Where's the Times on MWD?

That question is being asked by San Diego Union-Tribune editorial writer Chris Reed, who can't believe the L.A. Times has written repeatedly about the $82,000 David Nahai will get after leaving the DWP and nothing about a $70 million pension deal at the much-larger Metropolitan Water District of Southern California. Reed writes:

Four weeks ago, I wrote the first version of this post to express my utter amazement that the Los Angeles Times -- by far the biggest newspaper in Southern California -- had failed to inform its readers that the Metropolitan Water District of Southern California -- by far the biggest water supplier in the region -- was preparing to retroactively increase the pensions of its entire staff by 25 percent at a time when it was in the middle of a two-year, 31 percent increase in the rates it charges water districts serving 19 million people from Ventura to Riverside to San Diego.
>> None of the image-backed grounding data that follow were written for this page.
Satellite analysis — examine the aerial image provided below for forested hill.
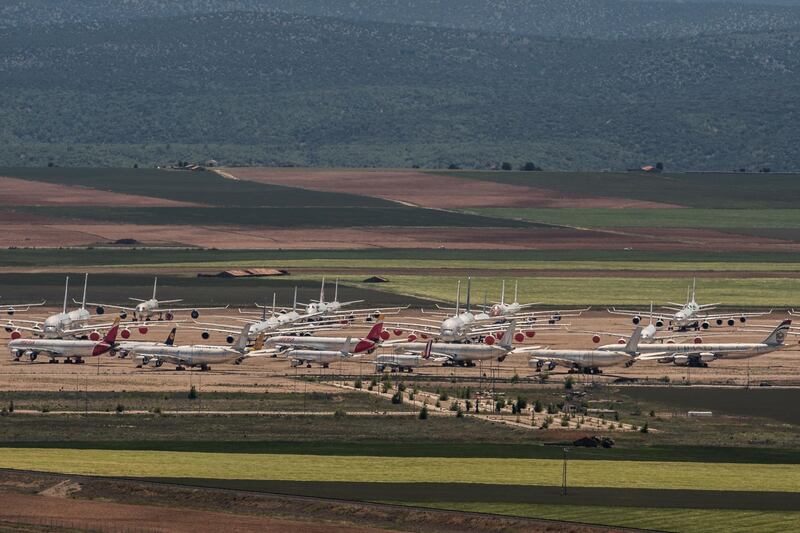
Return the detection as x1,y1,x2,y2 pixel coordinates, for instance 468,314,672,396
1,2,799,170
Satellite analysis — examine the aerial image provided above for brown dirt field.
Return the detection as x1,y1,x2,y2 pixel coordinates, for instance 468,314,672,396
227,167,680,209
0,491,392,533
0,470,620,533
4,222,799,252
0,310,798,391
0,176,200,208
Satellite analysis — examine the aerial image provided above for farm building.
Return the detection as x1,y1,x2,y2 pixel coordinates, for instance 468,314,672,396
199,268,289,278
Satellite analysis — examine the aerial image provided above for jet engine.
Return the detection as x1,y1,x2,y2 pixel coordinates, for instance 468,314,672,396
632,315,641,325
699,352,716,363
655,318,664,328
393,329,403,336
165,312,174,321
514,332,525,343
739,316,747,323
617,338,626,344
592,335,601,344
138,326,149,334
10,330,22,340
226,335,234,344
96,306,105,315
525,330,536,338
201,331,210,340
191,310,200,319
120,328,131,339
89,331,101,341
673,355,690,366
716,318,723,326
6,308,14,316
693,336,703,344
483,335,496,346
379,331,391,341
407,333,417,342
727,318,735,326
701,322,710,329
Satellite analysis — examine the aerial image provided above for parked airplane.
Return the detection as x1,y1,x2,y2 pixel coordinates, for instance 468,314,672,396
0,298,46,316
9,318,121,364
116,327,177,358
284,338,353,368
629,319,792,367
294,278,407,322
486,280,541,317
521,326,642,374
131,324,253,370
84,277,228,322
391,320,520,367
390,279,564,342
258,320,388,355
608,279,770,331
4,275,115,339
194,289,342,342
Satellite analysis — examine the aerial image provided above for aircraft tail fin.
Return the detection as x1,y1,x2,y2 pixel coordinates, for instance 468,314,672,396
763,319,791,346
499,319,518,348
422,339,433,359
152,277,158,300
63,276,70,313
164,327,176,346
103,317,121,345
365,316,385,342
235,324,251,352
340,336,352,355
81,273,88,309
625,326,643,353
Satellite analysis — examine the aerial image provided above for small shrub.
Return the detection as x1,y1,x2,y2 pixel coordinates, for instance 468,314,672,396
188,385,198,399
8,400,13,413
614,411,620,421
354,378,362,389
516,397,527,411
455,408,464,418
115,404,125,414
334,408,347,419
564,376,574,390
510,372,520,384
495,400,504,412
533,399,543,413
449,401,460,412
465,400,472,411
397,382,406,392
419,406,429,419
649,410,656,417
435,400,441,408
439,391,449,401
408,392,415,401
640,422,649,433
151,406,162,414
367,384,374,391
391,391,403,405
370,378,378,387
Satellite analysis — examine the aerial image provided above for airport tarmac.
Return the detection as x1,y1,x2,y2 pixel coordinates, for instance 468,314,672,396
0,309,797,394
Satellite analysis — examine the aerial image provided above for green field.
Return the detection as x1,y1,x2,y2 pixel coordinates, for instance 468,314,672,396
409,502,800,533
1,448,798,492
1,248,798,268
0,272,794,307
475,207,800,229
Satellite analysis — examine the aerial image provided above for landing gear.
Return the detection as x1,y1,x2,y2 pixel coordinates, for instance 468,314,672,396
200,364,210,371
176,365,185,371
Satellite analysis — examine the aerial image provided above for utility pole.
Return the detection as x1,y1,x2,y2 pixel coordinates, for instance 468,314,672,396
562,447,569,496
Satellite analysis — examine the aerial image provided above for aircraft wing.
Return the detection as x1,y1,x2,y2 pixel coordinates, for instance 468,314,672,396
158,305,229,314
635,352,674,361
3,323,43,334
0,300,46,310
698,309,773,321
81,301,136,312
607,307,650,317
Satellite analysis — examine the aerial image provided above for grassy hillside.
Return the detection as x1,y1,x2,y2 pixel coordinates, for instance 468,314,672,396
1,7,799,169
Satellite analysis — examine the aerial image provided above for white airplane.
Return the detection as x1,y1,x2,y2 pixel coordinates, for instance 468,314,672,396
486,280,541,317
389,279,562,343
84,277,228,322
370,353,426,373
628,319,792,367
9,318,121,364
283,338,353,368
293,278,407,322
115,327,177,358
258,320,388,356
521,326,642,374
0,298,46,316
4,274,117,339
193,289,342,342
390,320,520,367
608,279,771,331
131,324,253,371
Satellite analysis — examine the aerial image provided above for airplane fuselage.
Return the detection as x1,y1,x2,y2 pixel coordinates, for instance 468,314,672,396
527,349,633,369
41,308,92,338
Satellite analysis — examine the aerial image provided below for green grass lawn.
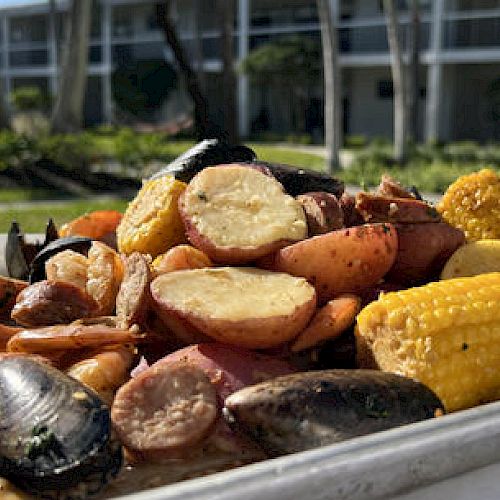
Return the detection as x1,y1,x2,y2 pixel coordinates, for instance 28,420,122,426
0,199,128,233
0,143,327,233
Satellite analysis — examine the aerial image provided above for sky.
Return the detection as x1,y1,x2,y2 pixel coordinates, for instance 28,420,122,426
0,0,45,7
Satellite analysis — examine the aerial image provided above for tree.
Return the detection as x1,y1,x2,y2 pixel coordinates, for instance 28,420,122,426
317,0,342,173
51,0,92,133
156,2,213,140
0,79,11,129
383,0,407,163
240,36,321,135
218,0,238,144
407,0,420,143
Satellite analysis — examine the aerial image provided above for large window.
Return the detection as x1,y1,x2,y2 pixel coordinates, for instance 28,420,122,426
10,15,47,44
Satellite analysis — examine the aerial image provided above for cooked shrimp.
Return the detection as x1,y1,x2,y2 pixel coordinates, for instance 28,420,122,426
87,241,124,315
0,324,22,351
66,345,135,404
151,245,213,276
59,210,123,241
45,250,89,290
6,322,143,353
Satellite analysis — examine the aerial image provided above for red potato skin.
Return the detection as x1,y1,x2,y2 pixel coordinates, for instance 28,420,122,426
386,222,466,286
179,190,299,265
273,223,398,305
151,286,317,349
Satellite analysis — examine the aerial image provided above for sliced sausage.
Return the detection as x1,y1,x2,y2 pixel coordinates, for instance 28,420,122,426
296,192,344,236
111,362,218,459
116,252,151,329
376,174,416,199
339,193,364,227
11,280,98,327
355,192,441,223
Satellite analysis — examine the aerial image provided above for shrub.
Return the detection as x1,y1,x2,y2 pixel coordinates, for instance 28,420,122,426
345,135,367,149
37,134,93,171
10,86,49,112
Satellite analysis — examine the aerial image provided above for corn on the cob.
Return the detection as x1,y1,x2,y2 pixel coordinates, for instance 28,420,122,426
355,273,500,412
437,169,500,241
117,175,187,257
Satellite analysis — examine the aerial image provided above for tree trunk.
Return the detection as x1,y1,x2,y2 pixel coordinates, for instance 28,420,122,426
383,0,407,163
218,0,238,144
193,0,205,93
407,0,420,143
0,77,11,129
317,0,342,173
51,0,92,133
156,2,212,140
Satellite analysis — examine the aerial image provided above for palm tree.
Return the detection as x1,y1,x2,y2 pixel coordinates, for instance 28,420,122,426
51,0,92,133
317,0,342,172
383,0,407,163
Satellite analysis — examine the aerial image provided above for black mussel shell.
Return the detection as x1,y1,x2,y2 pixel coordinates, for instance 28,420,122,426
224,369,444,457
0,357,122,496
6,220,59,281
29,236,92,283
252,161,345,198
150,138,256,182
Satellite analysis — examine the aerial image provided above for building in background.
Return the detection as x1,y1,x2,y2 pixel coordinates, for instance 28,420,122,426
1,0,500,142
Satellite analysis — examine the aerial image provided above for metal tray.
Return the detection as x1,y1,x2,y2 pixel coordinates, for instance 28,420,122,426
115,399,500,500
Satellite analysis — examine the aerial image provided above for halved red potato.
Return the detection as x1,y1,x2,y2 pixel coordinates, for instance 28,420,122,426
179,164,308,264
150,267,316,349
273,223,398,304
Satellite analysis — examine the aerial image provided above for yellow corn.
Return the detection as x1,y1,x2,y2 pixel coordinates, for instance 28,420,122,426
355,273,500,412
437,169,500,241
117,175,187,258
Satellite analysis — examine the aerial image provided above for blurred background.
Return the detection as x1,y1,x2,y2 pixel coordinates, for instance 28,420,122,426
1,0,500,230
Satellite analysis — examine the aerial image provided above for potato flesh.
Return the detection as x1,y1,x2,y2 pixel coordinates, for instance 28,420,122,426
151,267,315,321
183,167,307,248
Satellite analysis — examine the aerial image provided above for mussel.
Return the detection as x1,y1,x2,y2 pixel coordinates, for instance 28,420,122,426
0,356,122,497
224,369,444,457
150,139,256,182
6,220,59,280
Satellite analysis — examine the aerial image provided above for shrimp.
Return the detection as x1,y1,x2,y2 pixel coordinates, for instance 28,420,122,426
66,346,135,404
0,324,22,351
59,210,123,242
86,241,124,316
151,245,213,276
6,322,143,354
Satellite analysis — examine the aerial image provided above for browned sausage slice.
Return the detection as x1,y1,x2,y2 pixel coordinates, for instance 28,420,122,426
111,362,218,458
355,192,440,223
116,252,151,329
11,280,98,327
296,192,344,236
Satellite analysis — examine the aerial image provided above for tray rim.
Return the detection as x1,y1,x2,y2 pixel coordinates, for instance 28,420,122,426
113,399,500,500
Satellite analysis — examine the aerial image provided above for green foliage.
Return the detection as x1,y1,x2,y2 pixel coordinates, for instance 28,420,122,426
340,138,500,193
112,59,177,121
10,86,49,112
345,135,368,149
239,35,321,84
0,131,37,170
37,134,93,171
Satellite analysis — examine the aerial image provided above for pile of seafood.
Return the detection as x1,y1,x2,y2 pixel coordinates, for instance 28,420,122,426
2,140,500,499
The MWD's pension system was already $400 million underfunded. Now MWD bosses, who stood to reap huge gains personally, were moving to increase the unfunded liability by $70 million.

If this is not a story to the L.A. Times' 900,000 readers, what is? It's stupid public policy. It's mendacious public policy. It's the sort of public policy that normally the Times would decry.

What was amazing four weeks ago stands as literally incredible today. With the MWD board vote on the 25 percent pension spike just a few days away, a Nexis and Google search shows the LAT still hasn't told its readers about the proposal.

Even though it's been denounced by politicians, local water districts and good government groups. Even though key details showed the pension deal is even more dubious than it seemed at first. Even though every other big paper has realized it is news.

Doesn't turn up for me either in a search of the Times archives, but the search function doesn't seem to reliably pick up the paper's own blog items, so you never know anymore. The OC Register has been writing about it on its watchdog blog and on the front page. The deal has gotten so much negative media coverage that the MWD unions are planning a rally before Tuesday's vote.